May 1991/Orbit Propagation/Sidebar

Analytic vs. Numerical


Suppose you want to determine the area A under the curve y = f(x) between x = a and x = b. An analytic solution to this problem would find an antiderivative F(x) for f(x). Then, using the Fundamental Theorem of Calculus, you find the desired area by evaluating the exact mathematical expression for the solution given by

A = F(b) - F(a).
Provided that f(x) is simple enough for you to calculate the antiderivative, you can use this method. In many real-world problems, however, f(x) is too complex to antidifferentiate. You then apply a numerical method. In the example above, you may approximate the area by the Trapezoidal Rule, for example:

 A* = h*{.5*y(0) + y(1) + y(2)
+ ... + y(n-1)
+ .5*y(n)).
Instead of calculating A, for which we have no expression that we may numerically evaluate, we calculate A*, an approximation to A. (In the above example, I divided the interval [a,b] into n sub-intervals, each of width h, and drew a trapezoid lying under y = f(x) in each sub-interval. y(i) is f(a+i*h), i=0,...,n, the height of the left-most altitude of the ith trapezoid. A* is the sum of the areas of the trapezoids which lie under the curve y = f(x). See An Introduction to Numerical Analysis [2] or any introductory numerical analysis text.)

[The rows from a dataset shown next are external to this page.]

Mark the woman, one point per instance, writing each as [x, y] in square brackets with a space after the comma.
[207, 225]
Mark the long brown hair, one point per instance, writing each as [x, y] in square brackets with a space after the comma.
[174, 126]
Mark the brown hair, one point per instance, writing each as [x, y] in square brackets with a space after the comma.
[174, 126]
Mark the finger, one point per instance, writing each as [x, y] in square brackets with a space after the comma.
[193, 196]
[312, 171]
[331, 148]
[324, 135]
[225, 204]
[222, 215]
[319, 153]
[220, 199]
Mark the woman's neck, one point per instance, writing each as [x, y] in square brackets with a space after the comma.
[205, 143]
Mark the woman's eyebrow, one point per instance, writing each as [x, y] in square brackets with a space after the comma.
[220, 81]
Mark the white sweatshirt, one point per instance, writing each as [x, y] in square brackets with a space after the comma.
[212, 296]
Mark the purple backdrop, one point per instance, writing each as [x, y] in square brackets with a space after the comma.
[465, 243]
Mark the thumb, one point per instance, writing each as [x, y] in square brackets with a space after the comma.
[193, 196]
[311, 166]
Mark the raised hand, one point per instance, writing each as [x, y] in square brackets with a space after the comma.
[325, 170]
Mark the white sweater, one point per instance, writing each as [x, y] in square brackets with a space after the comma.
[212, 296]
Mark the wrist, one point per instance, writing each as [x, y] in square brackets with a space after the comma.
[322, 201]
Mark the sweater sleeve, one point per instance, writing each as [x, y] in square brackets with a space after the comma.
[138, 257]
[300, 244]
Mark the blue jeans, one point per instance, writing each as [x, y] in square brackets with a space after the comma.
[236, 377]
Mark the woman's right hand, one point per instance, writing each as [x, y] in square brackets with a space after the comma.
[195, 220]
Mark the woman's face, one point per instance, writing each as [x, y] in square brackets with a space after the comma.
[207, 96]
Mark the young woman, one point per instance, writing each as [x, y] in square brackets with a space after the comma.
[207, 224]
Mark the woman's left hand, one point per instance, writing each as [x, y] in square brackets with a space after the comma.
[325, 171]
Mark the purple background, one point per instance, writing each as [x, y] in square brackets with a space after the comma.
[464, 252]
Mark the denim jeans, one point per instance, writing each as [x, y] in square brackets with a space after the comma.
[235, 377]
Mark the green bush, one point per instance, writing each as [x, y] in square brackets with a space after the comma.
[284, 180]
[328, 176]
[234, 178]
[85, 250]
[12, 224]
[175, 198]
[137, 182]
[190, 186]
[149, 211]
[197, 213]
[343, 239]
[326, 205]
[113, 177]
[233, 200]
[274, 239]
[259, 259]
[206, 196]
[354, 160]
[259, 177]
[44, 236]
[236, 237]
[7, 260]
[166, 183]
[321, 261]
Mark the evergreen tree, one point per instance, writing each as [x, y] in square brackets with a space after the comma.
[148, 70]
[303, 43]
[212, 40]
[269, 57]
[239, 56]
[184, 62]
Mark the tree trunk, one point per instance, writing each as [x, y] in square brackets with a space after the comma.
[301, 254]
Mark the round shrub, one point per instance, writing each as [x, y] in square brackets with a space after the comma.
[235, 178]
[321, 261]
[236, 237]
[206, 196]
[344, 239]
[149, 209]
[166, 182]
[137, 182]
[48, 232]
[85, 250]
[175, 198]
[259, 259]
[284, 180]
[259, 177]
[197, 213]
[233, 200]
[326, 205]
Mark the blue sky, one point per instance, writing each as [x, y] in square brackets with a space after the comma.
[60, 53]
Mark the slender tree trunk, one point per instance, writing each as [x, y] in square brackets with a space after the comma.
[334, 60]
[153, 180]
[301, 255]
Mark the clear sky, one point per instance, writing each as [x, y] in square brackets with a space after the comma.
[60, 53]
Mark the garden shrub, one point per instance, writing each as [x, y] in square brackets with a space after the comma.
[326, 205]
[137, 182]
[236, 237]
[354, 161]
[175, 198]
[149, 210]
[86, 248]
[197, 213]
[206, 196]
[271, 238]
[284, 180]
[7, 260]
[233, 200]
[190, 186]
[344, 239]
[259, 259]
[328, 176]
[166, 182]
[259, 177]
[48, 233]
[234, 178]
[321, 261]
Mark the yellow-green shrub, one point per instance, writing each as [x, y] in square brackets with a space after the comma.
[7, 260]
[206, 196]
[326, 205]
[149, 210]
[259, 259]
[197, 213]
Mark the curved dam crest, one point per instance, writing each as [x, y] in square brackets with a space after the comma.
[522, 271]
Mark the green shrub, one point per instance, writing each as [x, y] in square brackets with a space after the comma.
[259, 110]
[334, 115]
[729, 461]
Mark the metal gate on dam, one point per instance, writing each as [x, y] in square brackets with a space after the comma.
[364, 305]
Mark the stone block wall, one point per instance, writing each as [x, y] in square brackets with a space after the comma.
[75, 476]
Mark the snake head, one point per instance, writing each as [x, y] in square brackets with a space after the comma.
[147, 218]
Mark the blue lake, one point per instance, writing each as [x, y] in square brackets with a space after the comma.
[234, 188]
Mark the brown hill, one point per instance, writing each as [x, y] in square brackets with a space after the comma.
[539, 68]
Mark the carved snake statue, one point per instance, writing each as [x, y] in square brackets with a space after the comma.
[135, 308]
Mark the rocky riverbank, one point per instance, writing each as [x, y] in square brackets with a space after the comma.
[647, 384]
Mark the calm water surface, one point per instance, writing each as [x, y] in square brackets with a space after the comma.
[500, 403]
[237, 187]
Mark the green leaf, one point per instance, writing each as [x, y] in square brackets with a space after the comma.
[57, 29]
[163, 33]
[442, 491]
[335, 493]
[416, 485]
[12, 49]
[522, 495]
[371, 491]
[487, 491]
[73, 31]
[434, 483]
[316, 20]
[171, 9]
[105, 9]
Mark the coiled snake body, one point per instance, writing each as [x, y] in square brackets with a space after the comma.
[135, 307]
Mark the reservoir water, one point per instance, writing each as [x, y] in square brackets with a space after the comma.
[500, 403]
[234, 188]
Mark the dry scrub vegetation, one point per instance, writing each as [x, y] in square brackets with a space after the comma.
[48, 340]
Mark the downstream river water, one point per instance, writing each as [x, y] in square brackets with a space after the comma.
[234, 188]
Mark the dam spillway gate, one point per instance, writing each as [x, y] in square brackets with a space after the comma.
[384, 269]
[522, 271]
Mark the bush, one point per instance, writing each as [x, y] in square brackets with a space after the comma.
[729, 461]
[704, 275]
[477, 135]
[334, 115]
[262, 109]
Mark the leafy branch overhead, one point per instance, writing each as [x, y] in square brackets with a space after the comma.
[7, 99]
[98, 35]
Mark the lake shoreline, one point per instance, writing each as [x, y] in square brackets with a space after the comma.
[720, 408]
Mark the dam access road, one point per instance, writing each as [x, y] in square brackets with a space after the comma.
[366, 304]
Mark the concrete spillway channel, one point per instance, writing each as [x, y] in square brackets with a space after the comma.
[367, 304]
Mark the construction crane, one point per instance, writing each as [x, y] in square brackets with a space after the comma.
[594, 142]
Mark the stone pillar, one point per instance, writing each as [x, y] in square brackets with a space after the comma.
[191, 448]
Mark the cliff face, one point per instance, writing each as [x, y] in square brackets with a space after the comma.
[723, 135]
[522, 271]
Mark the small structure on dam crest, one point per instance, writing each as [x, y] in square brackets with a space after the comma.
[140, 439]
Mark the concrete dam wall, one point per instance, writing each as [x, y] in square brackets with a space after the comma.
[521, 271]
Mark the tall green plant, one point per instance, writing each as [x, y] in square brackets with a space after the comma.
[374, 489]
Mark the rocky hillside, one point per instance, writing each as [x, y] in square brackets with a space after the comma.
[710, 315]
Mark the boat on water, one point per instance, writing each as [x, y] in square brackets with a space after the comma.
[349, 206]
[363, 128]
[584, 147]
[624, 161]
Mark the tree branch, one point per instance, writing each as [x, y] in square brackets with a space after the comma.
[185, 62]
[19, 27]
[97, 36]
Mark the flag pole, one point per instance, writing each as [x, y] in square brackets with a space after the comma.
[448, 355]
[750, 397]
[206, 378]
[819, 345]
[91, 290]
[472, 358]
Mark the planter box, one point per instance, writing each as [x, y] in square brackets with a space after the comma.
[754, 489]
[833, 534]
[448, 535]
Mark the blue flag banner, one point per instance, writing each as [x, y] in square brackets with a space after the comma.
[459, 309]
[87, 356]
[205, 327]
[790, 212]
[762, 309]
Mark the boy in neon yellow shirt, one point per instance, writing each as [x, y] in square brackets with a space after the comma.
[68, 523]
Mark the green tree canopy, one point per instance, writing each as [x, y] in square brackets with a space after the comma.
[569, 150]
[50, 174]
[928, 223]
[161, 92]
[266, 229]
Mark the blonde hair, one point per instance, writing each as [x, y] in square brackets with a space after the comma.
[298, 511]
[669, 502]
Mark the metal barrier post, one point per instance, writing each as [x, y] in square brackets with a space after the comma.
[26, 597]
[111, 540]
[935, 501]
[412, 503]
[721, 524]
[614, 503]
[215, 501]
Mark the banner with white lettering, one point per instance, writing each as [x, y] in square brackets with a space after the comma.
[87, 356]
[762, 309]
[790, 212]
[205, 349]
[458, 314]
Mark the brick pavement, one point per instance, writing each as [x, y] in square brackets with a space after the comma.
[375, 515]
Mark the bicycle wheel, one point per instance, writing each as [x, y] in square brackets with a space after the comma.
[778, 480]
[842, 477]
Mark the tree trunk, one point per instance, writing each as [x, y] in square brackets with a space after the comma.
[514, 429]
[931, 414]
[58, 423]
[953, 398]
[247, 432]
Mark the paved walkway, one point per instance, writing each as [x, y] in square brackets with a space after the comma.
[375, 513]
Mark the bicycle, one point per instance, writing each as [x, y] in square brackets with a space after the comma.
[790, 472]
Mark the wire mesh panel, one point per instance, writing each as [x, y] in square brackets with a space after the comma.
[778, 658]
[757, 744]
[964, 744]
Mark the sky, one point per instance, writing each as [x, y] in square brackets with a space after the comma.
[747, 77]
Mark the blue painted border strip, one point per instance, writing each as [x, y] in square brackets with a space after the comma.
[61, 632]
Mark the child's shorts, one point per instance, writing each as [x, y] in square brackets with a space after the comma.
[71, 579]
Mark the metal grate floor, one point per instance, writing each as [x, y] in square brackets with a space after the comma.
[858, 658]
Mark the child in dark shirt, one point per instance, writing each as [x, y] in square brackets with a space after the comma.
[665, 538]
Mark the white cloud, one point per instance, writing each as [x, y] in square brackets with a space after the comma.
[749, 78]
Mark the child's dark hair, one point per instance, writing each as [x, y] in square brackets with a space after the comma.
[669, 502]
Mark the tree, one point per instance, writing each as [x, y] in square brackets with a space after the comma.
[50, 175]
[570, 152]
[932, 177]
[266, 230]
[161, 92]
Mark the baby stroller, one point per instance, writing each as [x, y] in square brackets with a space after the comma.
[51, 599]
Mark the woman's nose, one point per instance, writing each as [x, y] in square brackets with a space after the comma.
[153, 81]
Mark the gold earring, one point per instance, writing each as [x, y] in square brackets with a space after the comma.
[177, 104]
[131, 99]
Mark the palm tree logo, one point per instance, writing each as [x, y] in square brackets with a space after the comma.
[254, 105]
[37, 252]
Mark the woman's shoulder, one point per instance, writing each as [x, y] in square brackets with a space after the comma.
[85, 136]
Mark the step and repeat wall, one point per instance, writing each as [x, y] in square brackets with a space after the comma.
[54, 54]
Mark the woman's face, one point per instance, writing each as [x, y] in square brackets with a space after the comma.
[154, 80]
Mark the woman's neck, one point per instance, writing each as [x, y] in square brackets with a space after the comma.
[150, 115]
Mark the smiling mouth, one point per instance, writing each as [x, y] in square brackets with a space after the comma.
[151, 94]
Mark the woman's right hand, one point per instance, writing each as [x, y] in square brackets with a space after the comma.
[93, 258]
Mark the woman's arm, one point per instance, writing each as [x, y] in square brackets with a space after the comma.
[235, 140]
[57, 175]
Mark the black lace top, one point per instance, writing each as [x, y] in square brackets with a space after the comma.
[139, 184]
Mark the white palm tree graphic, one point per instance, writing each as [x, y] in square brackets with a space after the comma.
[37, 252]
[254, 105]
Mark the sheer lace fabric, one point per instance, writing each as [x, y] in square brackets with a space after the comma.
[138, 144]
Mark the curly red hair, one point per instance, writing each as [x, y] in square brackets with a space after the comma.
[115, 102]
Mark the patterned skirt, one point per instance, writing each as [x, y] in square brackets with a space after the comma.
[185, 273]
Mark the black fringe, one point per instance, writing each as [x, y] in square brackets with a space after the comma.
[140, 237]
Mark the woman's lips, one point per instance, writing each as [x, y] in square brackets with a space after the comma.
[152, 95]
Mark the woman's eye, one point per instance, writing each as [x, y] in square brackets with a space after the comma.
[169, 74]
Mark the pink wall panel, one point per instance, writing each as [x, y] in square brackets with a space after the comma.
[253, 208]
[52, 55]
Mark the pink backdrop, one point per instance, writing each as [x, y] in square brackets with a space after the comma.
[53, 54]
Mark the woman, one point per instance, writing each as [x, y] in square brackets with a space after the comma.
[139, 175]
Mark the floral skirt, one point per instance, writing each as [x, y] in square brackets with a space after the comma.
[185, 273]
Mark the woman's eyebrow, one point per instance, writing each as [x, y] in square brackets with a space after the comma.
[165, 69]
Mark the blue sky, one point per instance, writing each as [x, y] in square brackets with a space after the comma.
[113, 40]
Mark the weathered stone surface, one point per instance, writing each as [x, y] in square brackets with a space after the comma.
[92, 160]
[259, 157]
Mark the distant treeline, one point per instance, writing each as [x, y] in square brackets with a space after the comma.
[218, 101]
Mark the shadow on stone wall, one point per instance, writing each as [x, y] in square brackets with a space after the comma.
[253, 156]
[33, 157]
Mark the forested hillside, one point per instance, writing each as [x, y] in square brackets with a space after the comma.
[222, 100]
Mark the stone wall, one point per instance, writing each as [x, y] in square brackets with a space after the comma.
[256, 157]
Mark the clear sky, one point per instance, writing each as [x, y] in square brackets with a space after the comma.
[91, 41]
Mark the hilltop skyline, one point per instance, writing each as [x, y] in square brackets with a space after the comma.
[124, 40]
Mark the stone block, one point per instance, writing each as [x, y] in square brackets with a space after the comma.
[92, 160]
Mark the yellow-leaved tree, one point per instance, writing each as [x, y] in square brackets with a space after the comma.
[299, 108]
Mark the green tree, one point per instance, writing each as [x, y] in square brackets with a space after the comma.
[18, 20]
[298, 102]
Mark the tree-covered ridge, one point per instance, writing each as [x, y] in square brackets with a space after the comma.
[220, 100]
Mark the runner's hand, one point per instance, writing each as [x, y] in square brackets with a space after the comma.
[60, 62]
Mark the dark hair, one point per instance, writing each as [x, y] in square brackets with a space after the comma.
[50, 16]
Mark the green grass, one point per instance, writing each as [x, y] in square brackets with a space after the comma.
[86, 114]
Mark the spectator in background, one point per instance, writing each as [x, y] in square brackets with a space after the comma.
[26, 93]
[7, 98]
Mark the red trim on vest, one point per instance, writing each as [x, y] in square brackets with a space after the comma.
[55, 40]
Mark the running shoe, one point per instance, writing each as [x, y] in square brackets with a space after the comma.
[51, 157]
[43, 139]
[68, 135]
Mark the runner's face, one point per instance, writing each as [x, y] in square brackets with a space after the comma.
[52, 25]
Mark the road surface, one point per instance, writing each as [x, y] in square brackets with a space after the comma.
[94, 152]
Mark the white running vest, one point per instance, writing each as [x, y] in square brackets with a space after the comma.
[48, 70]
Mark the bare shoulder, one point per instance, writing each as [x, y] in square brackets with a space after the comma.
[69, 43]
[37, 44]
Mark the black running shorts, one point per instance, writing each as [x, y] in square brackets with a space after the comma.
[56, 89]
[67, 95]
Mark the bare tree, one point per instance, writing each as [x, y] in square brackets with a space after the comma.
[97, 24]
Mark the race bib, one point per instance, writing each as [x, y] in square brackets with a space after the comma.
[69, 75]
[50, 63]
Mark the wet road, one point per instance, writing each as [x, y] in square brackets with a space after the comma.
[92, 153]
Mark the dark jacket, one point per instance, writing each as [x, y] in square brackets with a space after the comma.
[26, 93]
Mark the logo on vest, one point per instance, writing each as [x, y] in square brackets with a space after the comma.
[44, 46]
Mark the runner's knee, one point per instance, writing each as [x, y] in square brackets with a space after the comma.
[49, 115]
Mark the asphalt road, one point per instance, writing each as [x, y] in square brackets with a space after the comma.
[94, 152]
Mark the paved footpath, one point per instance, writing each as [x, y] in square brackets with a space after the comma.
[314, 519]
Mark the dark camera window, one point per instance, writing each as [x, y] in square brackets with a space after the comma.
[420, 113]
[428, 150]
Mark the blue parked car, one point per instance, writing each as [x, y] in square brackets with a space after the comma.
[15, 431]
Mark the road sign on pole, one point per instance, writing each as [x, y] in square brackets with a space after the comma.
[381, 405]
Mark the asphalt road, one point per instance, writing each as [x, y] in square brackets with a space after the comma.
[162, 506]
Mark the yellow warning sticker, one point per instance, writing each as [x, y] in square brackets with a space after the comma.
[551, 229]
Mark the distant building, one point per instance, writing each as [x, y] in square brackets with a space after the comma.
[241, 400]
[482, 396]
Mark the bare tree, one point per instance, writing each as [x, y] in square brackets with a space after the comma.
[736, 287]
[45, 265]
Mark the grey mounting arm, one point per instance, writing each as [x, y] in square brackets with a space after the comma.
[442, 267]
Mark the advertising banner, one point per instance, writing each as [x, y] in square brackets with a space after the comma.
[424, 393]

In both cases, the goal is the same — evaluate the integral of f(x) over [a,b]. The methods, however, are different. In the first case, you have an exact mathematical formulation for the solution. In the second case, you must live with a formulation that is only an approximation to our goal.

In both case, of course, the final answer is subject to the numerical error that finite-precision calculating machines introduce.